Dr. Marcelo Nacif, PhD, a postdoctoral visiting fellow of radiology and imaging science at the U.S. National Institutes of Health, led the study, which reviewed publications from January 2004 through December 2010.
The researchers identified a total of 399 publications, with 233 studies matching their inclusion criteria. The studies included 19,934 patients with a mean age of 54.2, ranging from 9.3 to 76 years. There were 34 trials related to perfusion testing and 199 trials for myocardial-delayed enhancement.
In 2004, the weighted-median and weighted-mean reported contrast dose were 0.15 and 0.16 (+ 0.06) mmol/kg, respectively. Gadopentetate dimeglumine (Magnevist, Bayer HealthCare Pharmaceuticals) was the most frequent gadolinium type.
Median contrast dose for the years 2005 to 2010 was consistently 0.2 mmol/kg for each year. Mean contrast dose for 2005 was 0.19 (+ 0.03) and for 2006 through 2010 was approximately 0.18.
In 2007, the FDA issued a black box warning for gadolinium-based contrast agents, recommending that the label dose of 0.1 mmol/kg or less not be exceeded.

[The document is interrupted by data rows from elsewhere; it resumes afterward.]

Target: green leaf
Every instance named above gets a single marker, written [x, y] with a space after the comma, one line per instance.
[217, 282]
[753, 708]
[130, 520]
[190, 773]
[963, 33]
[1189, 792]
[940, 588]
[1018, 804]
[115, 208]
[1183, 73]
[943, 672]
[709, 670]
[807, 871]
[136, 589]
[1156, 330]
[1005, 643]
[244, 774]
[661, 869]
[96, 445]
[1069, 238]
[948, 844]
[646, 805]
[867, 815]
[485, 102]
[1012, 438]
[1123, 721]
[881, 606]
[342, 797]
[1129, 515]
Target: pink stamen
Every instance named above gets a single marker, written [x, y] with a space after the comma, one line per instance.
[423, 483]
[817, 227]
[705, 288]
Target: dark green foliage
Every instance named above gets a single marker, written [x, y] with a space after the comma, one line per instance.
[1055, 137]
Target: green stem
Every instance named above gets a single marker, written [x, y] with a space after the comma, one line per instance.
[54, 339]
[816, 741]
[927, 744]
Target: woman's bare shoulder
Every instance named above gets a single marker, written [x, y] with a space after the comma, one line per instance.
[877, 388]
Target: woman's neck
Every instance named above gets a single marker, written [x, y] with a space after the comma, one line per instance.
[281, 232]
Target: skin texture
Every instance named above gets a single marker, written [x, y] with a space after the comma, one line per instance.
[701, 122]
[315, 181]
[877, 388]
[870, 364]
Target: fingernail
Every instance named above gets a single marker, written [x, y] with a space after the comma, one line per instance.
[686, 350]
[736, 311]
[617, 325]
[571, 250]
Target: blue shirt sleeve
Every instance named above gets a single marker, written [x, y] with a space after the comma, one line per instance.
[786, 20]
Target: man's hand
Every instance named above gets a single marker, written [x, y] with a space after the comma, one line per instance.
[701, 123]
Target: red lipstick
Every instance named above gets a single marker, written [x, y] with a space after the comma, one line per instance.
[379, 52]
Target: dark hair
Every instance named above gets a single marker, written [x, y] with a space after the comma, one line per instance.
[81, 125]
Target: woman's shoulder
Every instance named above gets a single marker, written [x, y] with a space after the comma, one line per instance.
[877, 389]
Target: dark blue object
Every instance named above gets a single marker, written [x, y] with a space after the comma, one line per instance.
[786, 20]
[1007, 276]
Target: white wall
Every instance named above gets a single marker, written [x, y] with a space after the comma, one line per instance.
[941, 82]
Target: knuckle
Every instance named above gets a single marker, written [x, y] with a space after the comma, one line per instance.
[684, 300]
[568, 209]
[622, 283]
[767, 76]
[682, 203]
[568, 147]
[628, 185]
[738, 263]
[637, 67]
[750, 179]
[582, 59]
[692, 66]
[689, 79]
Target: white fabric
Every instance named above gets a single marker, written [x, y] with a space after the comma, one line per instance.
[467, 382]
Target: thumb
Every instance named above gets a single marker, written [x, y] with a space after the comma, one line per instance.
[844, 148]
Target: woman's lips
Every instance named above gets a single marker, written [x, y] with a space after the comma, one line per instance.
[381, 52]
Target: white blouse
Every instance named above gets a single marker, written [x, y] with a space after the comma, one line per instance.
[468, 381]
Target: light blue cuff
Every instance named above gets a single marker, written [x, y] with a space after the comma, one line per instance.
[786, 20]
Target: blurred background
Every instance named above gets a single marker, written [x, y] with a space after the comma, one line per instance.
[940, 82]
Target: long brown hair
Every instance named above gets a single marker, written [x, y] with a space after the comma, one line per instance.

"With the advent of cautions for nephrogenic systemic fibrosis (NSF), most applications of gadolinium-enhanced MRI have focused on reduction of contrast dose," Nacif said. "In comparison, the contrast dose of gadolinium for cardiac imaging is relatively high -- about double label recommendations. Our results indicate that efforts need to be made to specifically study the appropriate dose of gadolinium contrast for myocardial imaging."
Additional research in this area is most likely to come from industry-sponsored dose studies or in conjunction with recommendations from specialty cardiac or MRI societies, Nacif said.